Check out this guest post on Press Think from Debbie Galant of Baristanet.
It relates to yesterday’s item I posted from Tim Porter.
There are so many interesting stories and people I meet in the course of writing for money that I’d like to share some of those stories on Creative Ink. If I was initially hesitant for any reason, I am no longer.
Here’s Debbie’s inspiration for Baristanet as written on Press Think:
I’ll give you an example. And this is a story that pre-dates Baristanet, but when it happened I thought, I wish I wrote for the local newspaper. If I wrote for the local newspaper, this is exactly the kind of story I would write. This is the story that, in a way, inspired Baristanet.
This involves the same pool where the lifeguards were all hanging around playing cards, only a year or two earlier. After a long political battle, the pool had just been built, but because of construction delays, it didn’t open until the last day of July. With the entire swimming season compressed into one month, tempers flared, especially on those afternoons—and there were a lot of them—when the pool closed for late afternoon thunderstorms.
One Friday afternoon, with not a cloud on the horizon, after I’d put in a full day of writing, I walked to the pool and was astonished to find it closed.
There had been no thunder; I’d been writing the whole afternoon on my front porch, half a mile from the pool. The parking lot at the pool was empty, but one by one cars arrived. Moms and kids spilled out, their arms overflowing with towels and pool bags. We all stared forlornly at the chain-link fence and wondered why the pool was closed and where the lifeguards had gone.
Well, somebody said, they must have closed the pool for thunder and made everyone go home. The policy was 20 minutes. So if we kept waiting, the lifeguards would come back and re-open the pool. We waited 20 minutes, 40 minutes, an hour, longer. No lifeguards, no pool manager.
People pulled out cell phones, called town hall, the mayor, members of the pool’s board of trustees. Nobody knew what was going on, and people were furious: me more than anyone. That’s the moment when I imagined writing about this for a local paper. It was exactly the kind of thing that was never covered in the local paper—it didn’t, after all, happen at a town council meeting or come from a press release—and it was exactly the kind of thing that everybody talked about.
When the manager finally did appear, hours later, he offered no excuses and no explanation. There’d been thunder. The pool was closed.
We found out the real story months later, after it was discovered that the pool manager had been embezzling money from the pool. It turns out that hot August afternoon, he’d heard some distant thunder and decided to close the pool and take his entire lifeguard staff out to the movies.
These are the stories that people want to know. They still want to know why the pool is closed on a sunny August afternoon. These are the stories that you almost never get in the weekly local newspaper, which is typically staffed by 20-something journalists straight out of school and with no ties, or real sources, in the community.

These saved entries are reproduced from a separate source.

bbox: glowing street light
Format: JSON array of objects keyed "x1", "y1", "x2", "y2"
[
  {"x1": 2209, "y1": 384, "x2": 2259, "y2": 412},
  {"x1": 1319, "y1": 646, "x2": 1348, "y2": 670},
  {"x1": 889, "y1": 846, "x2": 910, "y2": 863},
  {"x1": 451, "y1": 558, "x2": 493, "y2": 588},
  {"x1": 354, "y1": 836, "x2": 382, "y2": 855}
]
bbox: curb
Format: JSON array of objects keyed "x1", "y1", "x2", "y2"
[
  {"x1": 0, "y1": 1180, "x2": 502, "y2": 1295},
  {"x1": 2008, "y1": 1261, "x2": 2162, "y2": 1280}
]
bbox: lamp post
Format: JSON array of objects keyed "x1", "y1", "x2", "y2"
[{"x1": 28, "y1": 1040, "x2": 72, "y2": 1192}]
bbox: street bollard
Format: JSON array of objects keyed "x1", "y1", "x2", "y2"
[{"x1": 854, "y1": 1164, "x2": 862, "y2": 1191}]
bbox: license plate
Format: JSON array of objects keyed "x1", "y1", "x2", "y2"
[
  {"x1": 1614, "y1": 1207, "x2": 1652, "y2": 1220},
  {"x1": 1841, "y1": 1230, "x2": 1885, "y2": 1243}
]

They also want to know if the hot new restaurant that just opened is any good, whether their neighbors are also furious about new leaf raking regulations, and why the 6:18 from Penn Station was being held up in Bloomfield, and not allowed to continue on into Glen Ridge.
1 comment:
You are going full guns today! I love every single one of these posts. Excellent reminders of why we keep at it, no matter (fill in the blank).